Edited by Laurence Totelin and Rebecca Flemming

ISBN 978-1-910589-78-6, 250pp, 2020, .50
 
For almost half a century, Vivian Nutton has been a leading figure in the study of ancient (and less ancient) medicine. The field itself has been revolutionised over that time. In this volume distinguished colleagues and former students develop, in his honour, key themes of his ground-breaking scholarship.

Spanning from the Bronze Age to the Digital Age, involving the cult of Artemis and the corpuscular theories of Asclepiades of Bithynia, the medicinal uses of beavers and the cost of health-care and wet-nursing, case-histories, remedy exchange and the medical repercussions of political assassination, this book has at its centre the pluralism and diversity of the ancient medical marketplace.

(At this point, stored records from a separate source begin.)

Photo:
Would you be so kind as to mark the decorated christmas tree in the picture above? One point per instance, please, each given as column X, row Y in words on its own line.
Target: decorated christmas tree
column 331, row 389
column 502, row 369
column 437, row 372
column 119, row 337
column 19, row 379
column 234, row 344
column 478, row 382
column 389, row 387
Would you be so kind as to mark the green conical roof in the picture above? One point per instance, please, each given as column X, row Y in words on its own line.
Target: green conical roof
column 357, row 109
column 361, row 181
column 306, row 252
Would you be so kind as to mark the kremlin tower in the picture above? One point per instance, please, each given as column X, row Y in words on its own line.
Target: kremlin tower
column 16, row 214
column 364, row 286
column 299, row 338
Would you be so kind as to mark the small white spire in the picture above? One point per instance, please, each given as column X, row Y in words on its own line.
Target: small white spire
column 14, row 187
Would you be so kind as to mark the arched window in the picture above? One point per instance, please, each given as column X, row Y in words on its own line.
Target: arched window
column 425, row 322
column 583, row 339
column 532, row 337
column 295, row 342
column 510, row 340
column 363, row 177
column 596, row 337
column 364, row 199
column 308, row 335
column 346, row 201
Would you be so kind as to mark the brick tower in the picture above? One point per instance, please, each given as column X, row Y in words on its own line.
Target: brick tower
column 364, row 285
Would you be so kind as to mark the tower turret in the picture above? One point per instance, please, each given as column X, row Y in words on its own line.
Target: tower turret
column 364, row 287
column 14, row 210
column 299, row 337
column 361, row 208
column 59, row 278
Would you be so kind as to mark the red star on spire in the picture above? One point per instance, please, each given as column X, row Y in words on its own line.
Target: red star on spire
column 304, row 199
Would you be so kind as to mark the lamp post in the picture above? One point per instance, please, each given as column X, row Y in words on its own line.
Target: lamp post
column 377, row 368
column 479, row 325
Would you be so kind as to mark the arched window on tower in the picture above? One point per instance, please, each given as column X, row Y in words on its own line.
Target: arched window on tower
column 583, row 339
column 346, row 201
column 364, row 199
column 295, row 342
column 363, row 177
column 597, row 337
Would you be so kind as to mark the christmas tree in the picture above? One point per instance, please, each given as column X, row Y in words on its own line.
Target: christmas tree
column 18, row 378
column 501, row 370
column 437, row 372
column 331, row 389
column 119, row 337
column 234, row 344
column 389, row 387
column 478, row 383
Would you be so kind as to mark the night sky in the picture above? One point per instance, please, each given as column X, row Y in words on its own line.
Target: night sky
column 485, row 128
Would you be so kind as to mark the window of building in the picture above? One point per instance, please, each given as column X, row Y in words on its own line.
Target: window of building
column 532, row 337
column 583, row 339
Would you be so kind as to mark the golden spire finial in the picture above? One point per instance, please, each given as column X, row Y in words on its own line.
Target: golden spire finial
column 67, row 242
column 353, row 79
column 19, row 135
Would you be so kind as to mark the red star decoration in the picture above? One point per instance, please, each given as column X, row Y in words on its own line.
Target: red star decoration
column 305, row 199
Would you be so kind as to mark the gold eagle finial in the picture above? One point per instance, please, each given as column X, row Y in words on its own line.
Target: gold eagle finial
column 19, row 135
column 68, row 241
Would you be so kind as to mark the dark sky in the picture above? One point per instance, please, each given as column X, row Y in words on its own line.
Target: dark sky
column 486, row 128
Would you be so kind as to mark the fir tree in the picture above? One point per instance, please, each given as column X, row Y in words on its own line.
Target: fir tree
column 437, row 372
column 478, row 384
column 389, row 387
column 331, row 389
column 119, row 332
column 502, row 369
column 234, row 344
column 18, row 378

The lively interplay between choice and competition, unity and division, communication and debate, so notable in Vivian Nutton’s foundational vision of the world of classical medicine, is richly examined across these pages.
 

The Editors

Laurence Totelin is Reader in Ancient History at Cardiff University. She specialises in the history of Greek and Roman pharmacology, botany and gynaecology. Her works include Hippocratic Recipes: Oral and Written Transmission of Pharmacological Knowledge in Fifth- and Fourth-Century Greece (Brill, 2009) and, with botanist Gavin Hardy, Ancient Botany (Routledge, 2016). She is currently working on the trade in medicines in the first centuries of the Roman Empire, on which she is preparing a volume Retailing Therapy (Routledge).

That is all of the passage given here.